Sur cette base, la Commission avait soumis au Parlement des textes spécifiques au transport routier, avalisant la flexibilisation du secteur et le dumping social qui en découle.
Les entreprises de transport routier pouvaient ainsi forcer leurs conducteurs à prendre leur temps de repos en cabine, sur une aire d’autoroute (à condition, progrès spectaculaire, qu’elle soit dotée du wifi, des sanitaires et d’un restaurant) ! Ces dispositions rayaient d’un trait de plume la jurisprudence de la Cour de Justice autorisant la France et la Belgique d’interdire le repos des routiers en cabine.
Comme si cela ne suffisait pas, le compromis trouvé en commission parlementaire donnait la faculté aux employeurs de flexibiliser le temps de travail des routiers, en limitant leurs périodes de repos à seulement 24h hebdomadaires pendant deux semaines consécutives ! Il était même possible de considérer comme un « repos » le temps passé dans son camion lorsqu’il est chargé sur un train ou sur un bateau entre deux trajets routiers…

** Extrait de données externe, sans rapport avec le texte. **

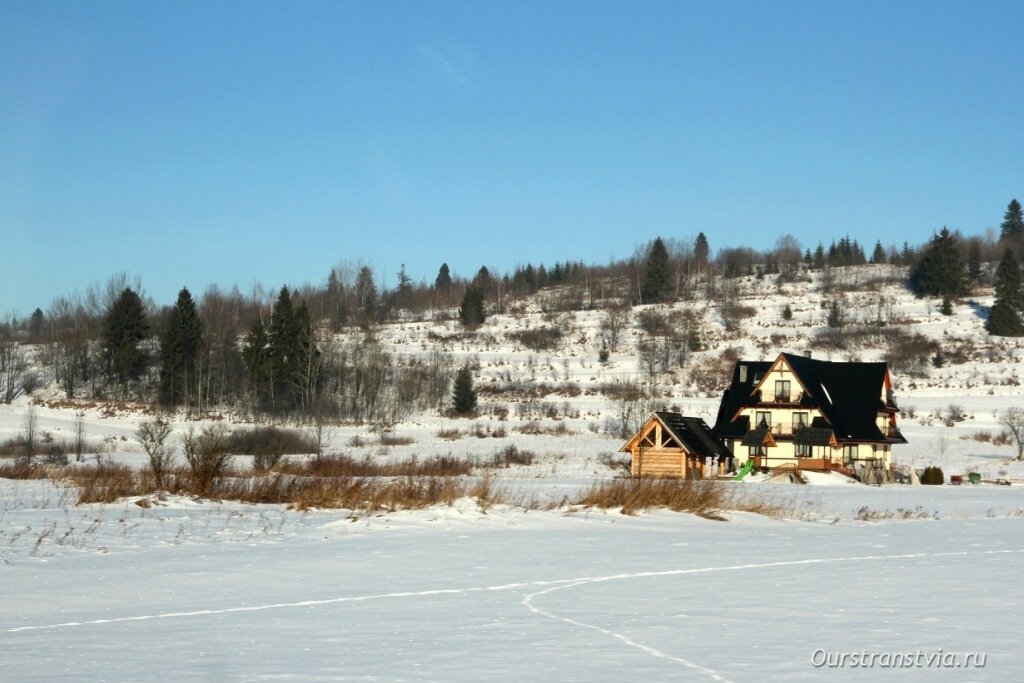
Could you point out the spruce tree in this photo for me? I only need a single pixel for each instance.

Certes, le « cabotage » (c’est-à-dire une mission effectuée sur le territoire d’un pays dont le routier n’est pas ressortissant, ni son entreprise) était ramené de 5 à 2 jours maximum (avec 3 jours de repos entre deux cabotages). Mais ce progrès était contrebalancé par l’autorisation donnée aux entreprises d’ordonner un ou plusieurs cabotages sur le trajet de retour au pays d’origine !
Alors que le projet européen est censé faire converger les niveaux de vie de tous les Européens, ces divers textes perpétuaient le dumping social intra-européen dans un secteur, le transport routier, pourtant emblématique de la libre-circulation des travailleurs (et représentant 30% du travail détaché).
Il est donc très heureux qu’une majorité des parlementaires européens (et parmi eux, presque tous les députés français) aient rejeté cette régression et exigé du Conseil et de la Commission qu’ils revoient profondément leur copie.
J’appelle les députés socialistes européens à rester mobilisés, pour faire échec à toute nouvelle tentative d’infliger aux routiers un traitement inégal parmi les travailleurs détachés. Quelle que soit l’origine, quel que soit le métier, les mêmes droits doivent bénéficier à tous les travailleurs !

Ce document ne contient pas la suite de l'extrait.